Final PhD Oral Examination (Thesis Title: “Cosmological Tests of Gravity”)

Event Date and Time: 
Mon, 2016-07-25 09:00 - 11:00
Room 200, Graduate Student Centre
Local Contact: 
Physics and Astronomy, UBC
Intended Audience: 

General Relativity (GR) has long been acclaimed for its elegance and
simplicity, and has successfully passed many stringent observational tests since it
was introduced a century ago. However, there are two regimes in which the theory
has yet to be fully challenged. One of them is in the neighbourhood of very strong
gravitational fields, and the other is the behaviour of gravity on cosmological scales.
While strong field gravity has challenged theorists because of the desire to find
consistency between GR and quantum mechanics, cosmology has motivated
extensions to GR via the empirical discoveries of dark matter and dark energy.

In this thesis, we study a diverse range of modifications to GR and confront
them with observational data. We discuss how a generic theory of modified gravity
can be parameterized for studies within cosmology, and we introduce a general
parameterization that is simpler than those that have been previously considered.
This parameterization is then applied to investigate a specific theory, known as
``gravitational aether''. The gravitational aether theory was created to solve one of the
theoretical inconsistencies that exists between GR and quantum mechanics, namely
the fact that vacuum fluctuations appear not to gravitate. Cosmology is unique in
testing this theory, and we find that the gravitational aether solution is excluded when
all of the available cosmological data are combined.
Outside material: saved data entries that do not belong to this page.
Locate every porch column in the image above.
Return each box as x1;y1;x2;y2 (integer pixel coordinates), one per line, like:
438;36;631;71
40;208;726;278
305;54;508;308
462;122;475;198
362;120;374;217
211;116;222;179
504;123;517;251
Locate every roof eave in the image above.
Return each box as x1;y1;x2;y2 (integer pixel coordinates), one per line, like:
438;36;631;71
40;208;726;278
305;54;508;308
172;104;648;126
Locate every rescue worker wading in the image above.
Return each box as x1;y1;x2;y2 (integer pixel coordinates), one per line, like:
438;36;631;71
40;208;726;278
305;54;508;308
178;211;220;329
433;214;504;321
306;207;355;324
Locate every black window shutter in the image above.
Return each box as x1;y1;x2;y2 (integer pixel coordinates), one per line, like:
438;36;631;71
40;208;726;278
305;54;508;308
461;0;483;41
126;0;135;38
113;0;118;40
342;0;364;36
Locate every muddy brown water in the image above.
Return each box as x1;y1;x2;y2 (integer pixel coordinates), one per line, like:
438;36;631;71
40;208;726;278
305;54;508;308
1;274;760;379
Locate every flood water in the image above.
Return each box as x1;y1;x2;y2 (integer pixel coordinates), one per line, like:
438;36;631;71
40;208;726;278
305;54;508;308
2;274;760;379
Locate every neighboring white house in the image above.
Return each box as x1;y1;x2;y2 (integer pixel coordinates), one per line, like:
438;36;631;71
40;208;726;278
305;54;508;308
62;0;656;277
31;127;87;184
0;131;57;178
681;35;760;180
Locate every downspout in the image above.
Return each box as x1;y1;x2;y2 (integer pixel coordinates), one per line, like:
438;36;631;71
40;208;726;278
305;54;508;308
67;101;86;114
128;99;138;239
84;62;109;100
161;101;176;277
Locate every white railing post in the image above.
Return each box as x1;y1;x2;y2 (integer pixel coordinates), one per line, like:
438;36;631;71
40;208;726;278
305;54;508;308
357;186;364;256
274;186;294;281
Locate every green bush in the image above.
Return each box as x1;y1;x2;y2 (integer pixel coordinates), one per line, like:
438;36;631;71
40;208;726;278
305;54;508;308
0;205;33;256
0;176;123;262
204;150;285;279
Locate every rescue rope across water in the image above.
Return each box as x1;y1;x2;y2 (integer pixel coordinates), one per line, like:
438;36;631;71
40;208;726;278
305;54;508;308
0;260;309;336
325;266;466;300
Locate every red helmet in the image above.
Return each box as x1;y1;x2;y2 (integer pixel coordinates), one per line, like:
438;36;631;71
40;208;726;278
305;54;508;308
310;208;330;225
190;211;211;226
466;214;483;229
Nevertheless, a generalization of
this theory provides a consistent way to describe the strength of coupling between
pressure and gravity, and we present the most accurate measurements of this
coupling parameter.

In addition, we discuss the constraints that can be placed on modified gravity
models using the latest data from cosmic microwave background (CMB) anisotropies,
combined with several other probes of large-scale structure. Currently the most
accurate CMB anisotropy measurements come from the Planck 2015 CMB power
spectra, which we use, along with other cosmological data sets, to perform an
extensive study of modified theories of gravity. We find that GR remains the simplest
model that can explain all of the data. We end with a discussion of the prospects for
future experiments that can improve our understanding of gravity.